What a Dividend ETF Actually Holds
The Schwab U.S. Dividend Equity ETF (NYSEARCA:SCHD | SCHD Price Prediction) illustrates the structure as the fund manages $71.6 billion in net assets at a 0.06% expense ratio, with top holdings spread across healthcare, energy, telecom, defense, and consumer staples. Verizon sits at 4.03% of the fund and Coca-Cola at 3.97%, alongside big names like Bristol-Myers, Merck, ConocoPhillips, Lockheed Martin, Chevron, AbbVie, Cisco, and Altria. The fund has a low expense ratio: a 0.04% net expense ratio, below that of most actively managed mutual funds in the same survey allocation bucket.
The Schwab fund has returned 26.13% over the past year and 228.15% over the past ten years on a price basis, with quarterly distributions added. The mechanical rebalancing tilts the fund toward companies with sustained dividend track records, removing the single-stock judgment call of picking individual names.
The Individual Names Inside the Asset Class
Johnson & Johnson (NYSE:JNJ) lifted its quarterly payout to $1.34 per share, declared April 14, 2026, extending a streak of consecutive annual increases that runs more than six decades. Procter & Gamble (NYSE:PG) has paid dividends since 1890 and raised its quarterly distribution to $1.0885 in April 2026, up from $1.0568.
Coca-Cola (NYSE:KO) yields 2.66% with a quarterly dividend of $0.53, raised in Q1 2026 from $0.51, and shares are up 12.36% over the past year. Verizon Communications (NYSE:VZ) pays a quarterly dividend of $0.7075 and has a one-year price return of 19.01%.
Realty Income (NYSE:O) pays monthly rather than quarterly and yields 5.08%, with an annualized payout of $3.219 per share. The REIT has raised its dividend across more than 100 consecutive quarters and currently distributes $0.2705 per share each month. Shares are up 17.27% over the past year.
What an Income-Heavier Sleeve Looks Like
Closing the 6% allocation gap involves redistributing within the existing equity sleeve. A pre-retiree holding the survey-average 25% in individual stocks and 6% in ETFs could shift part of the stock sleeve into a dividend-equity ETF, gaining exposure to 100-plus dividend-paying stocks in a single position. Consumer sentiment sits at 53.3 in March 2026, in pessimistic territory, which historically pushes investors toward cash rather than yield-producing equities even when long-horizon income math runs the other way.

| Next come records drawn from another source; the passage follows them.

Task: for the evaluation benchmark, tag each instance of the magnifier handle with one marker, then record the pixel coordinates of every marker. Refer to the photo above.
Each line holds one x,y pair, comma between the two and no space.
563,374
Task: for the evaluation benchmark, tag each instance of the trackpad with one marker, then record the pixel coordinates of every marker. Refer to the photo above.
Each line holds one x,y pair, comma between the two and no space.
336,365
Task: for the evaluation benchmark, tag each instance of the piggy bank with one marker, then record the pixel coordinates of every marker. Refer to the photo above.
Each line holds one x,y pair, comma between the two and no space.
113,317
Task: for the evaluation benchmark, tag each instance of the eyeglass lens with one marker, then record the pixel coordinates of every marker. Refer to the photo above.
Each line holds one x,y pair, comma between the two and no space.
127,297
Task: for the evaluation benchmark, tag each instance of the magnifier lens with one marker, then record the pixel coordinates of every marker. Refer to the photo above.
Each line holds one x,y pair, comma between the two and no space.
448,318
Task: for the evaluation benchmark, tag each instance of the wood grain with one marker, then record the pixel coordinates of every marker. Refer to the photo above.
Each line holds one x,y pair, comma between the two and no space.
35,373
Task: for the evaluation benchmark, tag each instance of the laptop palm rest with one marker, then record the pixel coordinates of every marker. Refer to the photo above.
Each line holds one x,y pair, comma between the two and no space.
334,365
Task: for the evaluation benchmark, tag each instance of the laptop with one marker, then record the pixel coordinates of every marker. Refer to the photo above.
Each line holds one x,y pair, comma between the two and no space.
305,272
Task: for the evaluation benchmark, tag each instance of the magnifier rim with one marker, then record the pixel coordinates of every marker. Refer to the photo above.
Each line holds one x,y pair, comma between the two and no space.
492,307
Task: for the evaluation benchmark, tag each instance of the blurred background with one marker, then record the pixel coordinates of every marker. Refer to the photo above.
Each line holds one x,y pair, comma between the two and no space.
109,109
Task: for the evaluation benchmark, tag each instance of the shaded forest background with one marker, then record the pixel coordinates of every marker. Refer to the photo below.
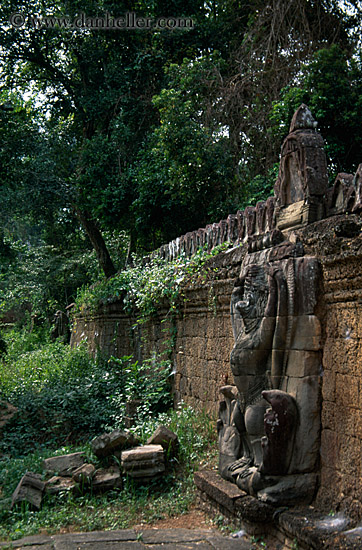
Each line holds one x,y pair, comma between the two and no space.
114,142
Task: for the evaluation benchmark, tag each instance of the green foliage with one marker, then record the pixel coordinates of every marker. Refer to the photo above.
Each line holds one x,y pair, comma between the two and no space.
186,164
331,85
143,287
135,504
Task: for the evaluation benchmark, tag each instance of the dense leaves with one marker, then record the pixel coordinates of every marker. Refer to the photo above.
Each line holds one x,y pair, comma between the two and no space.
152,133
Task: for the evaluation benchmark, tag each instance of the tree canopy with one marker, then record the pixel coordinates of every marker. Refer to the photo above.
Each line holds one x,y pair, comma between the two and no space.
153,132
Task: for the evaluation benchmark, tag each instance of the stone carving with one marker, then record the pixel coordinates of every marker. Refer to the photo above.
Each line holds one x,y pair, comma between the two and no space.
302,181
269,423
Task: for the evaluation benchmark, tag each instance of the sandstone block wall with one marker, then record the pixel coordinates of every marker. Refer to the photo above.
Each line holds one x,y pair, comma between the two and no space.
202,333
341,436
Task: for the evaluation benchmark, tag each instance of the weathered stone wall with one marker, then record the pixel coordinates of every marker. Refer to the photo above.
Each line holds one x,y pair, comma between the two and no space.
326,225
204,341
203,334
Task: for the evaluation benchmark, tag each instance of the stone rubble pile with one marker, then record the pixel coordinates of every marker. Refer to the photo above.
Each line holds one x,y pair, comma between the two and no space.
71,473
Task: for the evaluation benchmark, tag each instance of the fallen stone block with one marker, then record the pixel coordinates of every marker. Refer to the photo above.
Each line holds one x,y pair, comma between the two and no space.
143,462
30,489
145,452
84,473
106,444
58,484
166,438
106,479
64,465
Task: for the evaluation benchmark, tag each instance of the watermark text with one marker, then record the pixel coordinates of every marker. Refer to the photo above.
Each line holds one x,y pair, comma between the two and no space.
129,21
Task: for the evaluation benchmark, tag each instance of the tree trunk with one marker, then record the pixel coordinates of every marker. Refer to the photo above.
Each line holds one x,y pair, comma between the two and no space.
97,241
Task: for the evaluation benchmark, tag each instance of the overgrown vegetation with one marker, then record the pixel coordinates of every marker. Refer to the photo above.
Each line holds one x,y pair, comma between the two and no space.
143,287
65,398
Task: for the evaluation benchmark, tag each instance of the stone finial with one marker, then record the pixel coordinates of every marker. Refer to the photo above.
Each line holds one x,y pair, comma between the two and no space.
303,119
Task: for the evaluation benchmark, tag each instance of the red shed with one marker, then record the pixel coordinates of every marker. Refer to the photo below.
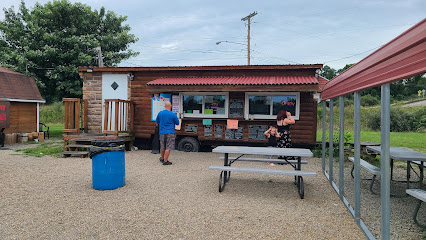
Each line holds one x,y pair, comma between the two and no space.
206,97
24,97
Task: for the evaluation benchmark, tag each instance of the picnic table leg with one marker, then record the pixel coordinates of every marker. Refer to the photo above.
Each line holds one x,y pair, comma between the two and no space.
222,182
421,175
408,174
415,214
226,163
299,179
300,187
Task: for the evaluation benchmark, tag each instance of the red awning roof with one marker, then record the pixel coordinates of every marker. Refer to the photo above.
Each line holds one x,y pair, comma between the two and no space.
251,80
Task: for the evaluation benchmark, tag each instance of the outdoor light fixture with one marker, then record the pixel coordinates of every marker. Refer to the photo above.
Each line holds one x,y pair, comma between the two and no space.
130,76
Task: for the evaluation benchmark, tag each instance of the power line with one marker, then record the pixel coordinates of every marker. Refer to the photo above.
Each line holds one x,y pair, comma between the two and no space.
248,18
369,50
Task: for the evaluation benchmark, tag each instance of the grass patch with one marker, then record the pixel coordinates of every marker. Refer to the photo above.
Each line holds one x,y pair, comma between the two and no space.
44,148
55,130
412,140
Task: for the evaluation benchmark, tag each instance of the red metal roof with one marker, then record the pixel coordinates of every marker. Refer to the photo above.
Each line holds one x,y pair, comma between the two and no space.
186,68
321,83
8,70
14,85
402,57
246,80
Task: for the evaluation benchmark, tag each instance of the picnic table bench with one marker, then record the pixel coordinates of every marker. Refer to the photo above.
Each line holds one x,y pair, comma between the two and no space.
369,167
420,194
226,169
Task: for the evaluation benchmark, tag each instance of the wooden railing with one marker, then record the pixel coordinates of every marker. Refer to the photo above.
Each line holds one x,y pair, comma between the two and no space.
118,116
75,115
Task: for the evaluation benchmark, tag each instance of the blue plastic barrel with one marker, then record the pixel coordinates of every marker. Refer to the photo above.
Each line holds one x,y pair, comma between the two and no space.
108,165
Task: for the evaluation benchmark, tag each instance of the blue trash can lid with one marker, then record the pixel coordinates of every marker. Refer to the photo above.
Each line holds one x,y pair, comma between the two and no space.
108,142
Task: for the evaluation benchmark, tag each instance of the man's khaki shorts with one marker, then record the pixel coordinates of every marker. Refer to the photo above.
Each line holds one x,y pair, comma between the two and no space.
167,142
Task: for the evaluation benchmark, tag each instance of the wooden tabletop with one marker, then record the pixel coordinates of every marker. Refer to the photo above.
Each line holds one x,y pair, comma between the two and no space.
294,152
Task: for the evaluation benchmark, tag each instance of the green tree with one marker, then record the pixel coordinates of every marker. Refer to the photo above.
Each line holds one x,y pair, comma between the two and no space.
344,68
328,72
50,41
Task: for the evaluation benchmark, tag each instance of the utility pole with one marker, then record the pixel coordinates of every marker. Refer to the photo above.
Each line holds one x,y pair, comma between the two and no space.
100,59
248,34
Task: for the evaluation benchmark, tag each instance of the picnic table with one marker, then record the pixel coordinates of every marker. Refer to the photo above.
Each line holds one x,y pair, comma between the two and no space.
363,148
408,155
297,153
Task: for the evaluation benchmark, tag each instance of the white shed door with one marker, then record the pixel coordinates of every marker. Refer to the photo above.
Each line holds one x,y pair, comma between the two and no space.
114,86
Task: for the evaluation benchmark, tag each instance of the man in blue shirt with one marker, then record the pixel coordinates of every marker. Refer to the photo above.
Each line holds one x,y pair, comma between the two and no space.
167,120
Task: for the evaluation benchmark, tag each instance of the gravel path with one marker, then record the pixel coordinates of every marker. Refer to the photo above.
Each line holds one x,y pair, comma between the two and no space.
53,198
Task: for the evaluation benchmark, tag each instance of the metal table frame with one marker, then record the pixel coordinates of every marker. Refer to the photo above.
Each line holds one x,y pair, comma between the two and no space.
268,151
404,154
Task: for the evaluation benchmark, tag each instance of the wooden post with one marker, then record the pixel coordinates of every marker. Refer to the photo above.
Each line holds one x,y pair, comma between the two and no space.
85,122
117,110
77,115
132,114
106,115
66,114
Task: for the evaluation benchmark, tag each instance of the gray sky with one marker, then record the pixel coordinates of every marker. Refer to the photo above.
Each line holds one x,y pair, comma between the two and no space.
185,32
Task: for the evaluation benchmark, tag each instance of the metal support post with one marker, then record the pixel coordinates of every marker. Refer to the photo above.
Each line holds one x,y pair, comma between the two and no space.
384,161
330,145
324,109
357,148
341,145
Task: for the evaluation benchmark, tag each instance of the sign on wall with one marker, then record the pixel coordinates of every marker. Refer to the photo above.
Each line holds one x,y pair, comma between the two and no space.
4,114
157,104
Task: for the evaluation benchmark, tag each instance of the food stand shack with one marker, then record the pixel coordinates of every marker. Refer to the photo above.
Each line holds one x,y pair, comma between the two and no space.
217,105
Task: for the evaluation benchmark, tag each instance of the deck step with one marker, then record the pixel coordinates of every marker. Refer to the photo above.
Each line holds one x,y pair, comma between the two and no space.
78,146
75,153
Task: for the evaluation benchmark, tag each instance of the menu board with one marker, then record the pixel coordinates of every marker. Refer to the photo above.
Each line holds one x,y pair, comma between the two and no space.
236,108
234,133
257,132
218,130
191,128
208,131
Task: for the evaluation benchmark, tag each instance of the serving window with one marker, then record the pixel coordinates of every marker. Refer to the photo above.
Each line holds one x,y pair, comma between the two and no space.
268,105
204,105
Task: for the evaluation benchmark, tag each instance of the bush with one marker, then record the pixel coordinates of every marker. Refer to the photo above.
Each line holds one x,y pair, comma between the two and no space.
53,113
369,100
401,120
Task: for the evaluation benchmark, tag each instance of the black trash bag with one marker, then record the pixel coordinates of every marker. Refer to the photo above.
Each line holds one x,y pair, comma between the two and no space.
106,145
156,140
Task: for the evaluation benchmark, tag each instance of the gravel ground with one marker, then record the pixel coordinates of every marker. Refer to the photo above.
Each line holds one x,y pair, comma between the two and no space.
53,198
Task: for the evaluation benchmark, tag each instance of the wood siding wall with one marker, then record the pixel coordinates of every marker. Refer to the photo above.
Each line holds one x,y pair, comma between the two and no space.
303,132
23,117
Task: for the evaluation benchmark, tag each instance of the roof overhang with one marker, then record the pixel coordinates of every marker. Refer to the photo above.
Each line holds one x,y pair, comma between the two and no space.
90,69
401,58
234,83
25,100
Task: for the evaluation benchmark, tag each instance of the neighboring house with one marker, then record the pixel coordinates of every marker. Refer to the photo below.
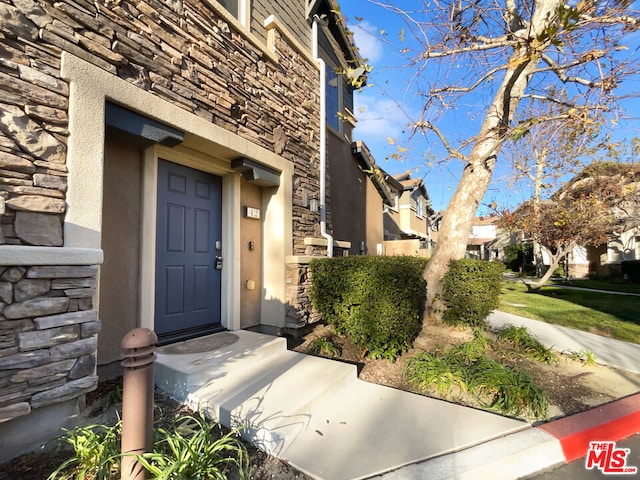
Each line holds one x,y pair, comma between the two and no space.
359,202
624,237
158,161
407,226
483,244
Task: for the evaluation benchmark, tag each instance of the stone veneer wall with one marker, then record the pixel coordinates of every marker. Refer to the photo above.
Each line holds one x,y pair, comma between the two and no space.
182,51
48,336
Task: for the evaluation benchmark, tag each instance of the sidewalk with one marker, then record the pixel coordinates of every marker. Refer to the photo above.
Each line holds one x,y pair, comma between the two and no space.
318,416
564,440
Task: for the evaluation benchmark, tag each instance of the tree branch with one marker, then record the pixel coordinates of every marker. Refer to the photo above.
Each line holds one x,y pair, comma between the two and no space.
481,80
426,125
559,71
500,42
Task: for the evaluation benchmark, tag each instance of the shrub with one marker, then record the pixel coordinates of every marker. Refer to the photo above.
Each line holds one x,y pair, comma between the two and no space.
96,453
631,270
471,290
375,301
494,385
193,447
518,257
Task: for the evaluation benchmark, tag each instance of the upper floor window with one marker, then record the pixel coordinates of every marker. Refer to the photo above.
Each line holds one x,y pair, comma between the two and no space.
332,100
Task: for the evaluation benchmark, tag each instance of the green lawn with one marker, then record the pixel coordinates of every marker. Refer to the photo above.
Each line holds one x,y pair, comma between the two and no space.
614,316
601,285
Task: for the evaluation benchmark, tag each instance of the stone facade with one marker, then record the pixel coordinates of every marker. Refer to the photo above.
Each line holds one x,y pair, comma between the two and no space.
48,336
182,51
188,53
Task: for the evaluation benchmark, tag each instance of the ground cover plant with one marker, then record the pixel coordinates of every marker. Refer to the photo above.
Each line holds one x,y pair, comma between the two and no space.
89,452
188,447
468,368
601,313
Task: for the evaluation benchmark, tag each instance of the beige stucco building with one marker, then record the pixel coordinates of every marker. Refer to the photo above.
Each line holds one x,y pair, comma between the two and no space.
157,165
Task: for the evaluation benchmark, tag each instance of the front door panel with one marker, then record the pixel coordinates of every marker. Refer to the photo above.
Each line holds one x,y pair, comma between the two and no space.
189,226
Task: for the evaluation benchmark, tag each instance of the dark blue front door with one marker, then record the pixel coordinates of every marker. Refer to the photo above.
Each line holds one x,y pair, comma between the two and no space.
189,227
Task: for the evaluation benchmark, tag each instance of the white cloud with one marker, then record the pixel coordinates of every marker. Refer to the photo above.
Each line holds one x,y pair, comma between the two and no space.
378,118
365,37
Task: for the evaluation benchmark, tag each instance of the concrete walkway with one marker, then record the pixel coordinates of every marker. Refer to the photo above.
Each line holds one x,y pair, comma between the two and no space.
608,351
315,413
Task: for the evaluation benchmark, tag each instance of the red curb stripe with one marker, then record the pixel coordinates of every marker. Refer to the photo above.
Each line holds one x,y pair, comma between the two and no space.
611,422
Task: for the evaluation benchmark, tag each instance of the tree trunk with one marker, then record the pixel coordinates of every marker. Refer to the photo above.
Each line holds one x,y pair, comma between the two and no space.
456,221
541,161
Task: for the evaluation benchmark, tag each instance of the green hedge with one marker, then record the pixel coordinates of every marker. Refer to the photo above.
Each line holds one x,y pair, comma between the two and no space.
375,301
471,290
631,270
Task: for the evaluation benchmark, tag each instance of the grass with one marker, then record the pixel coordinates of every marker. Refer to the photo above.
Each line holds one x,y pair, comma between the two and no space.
613,316
600,285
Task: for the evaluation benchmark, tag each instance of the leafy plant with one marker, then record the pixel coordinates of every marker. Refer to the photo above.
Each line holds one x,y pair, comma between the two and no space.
506,389
466,366
471,290
187,450
96,453
324,346
374,301
585,356
521,339
426,369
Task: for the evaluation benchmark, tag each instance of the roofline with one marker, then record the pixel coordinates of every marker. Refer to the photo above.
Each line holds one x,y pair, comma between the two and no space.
314,6
360,150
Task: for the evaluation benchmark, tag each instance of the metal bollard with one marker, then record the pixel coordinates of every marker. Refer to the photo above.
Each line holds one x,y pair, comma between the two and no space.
138,353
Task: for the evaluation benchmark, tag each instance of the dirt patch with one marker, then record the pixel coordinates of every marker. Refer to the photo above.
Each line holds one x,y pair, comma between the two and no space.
571,385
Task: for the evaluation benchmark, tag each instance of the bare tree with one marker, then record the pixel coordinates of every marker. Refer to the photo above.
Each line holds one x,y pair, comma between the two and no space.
588,210
571,54
552,149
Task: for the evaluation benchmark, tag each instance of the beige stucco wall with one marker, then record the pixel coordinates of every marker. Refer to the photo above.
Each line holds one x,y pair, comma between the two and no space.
206,147
375,227
121,219
250,257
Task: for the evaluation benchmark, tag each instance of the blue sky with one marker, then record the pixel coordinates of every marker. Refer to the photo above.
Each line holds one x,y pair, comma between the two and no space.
386,107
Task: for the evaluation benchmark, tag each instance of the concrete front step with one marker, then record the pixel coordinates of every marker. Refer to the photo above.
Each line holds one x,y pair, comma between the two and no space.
315,413
273,402
183,367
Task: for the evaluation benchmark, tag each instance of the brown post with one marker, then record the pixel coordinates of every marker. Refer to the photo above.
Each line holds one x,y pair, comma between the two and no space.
138,353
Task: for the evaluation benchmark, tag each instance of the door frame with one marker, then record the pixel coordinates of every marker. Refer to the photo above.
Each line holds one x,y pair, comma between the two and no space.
230,287
90,88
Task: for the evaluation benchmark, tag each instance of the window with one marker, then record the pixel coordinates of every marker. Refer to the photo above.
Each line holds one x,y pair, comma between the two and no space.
332,102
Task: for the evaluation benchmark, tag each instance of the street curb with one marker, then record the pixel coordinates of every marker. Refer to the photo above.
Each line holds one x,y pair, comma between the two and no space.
610,422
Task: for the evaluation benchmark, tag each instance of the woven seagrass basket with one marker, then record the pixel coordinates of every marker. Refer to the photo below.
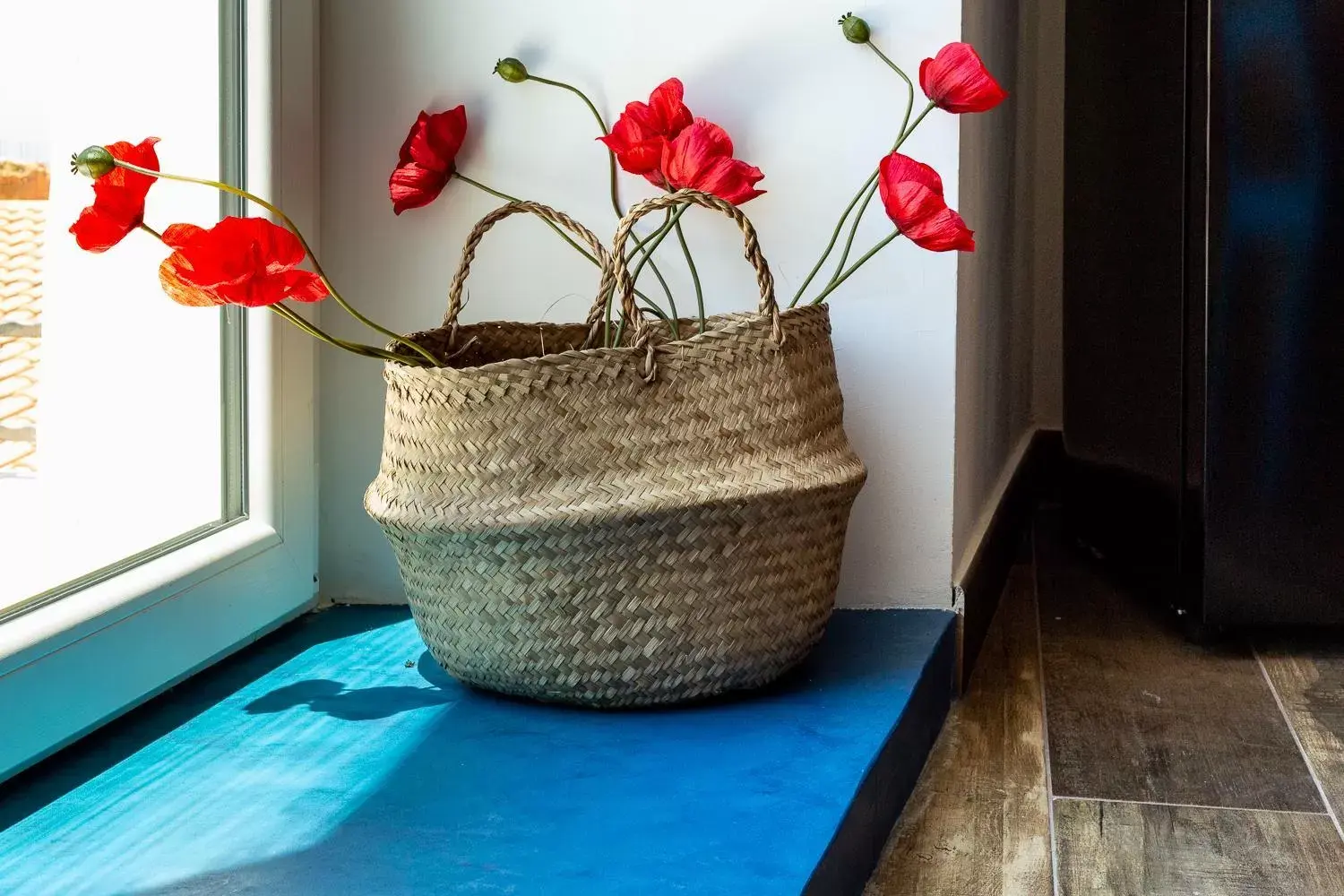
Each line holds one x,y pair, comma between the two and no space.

Portfolio Composition Considerations
For investors evaluating the gap between ETF ownership and allocation weight, brokerage statements show ETF holdings as a share of total portfolio value. A reading near 6% matches the survey average. Expense ratios are another reference point: SCHD’s 0.06% and VYM’s 0.04% sit well below those of most actively managed mutual funds. Distribution cadence also varies across asset classes as Realty Income pays monthly, while JNJ, PG, KO, and Verizon pay quarterly, a mix that has historically smoothed income across every month of the year.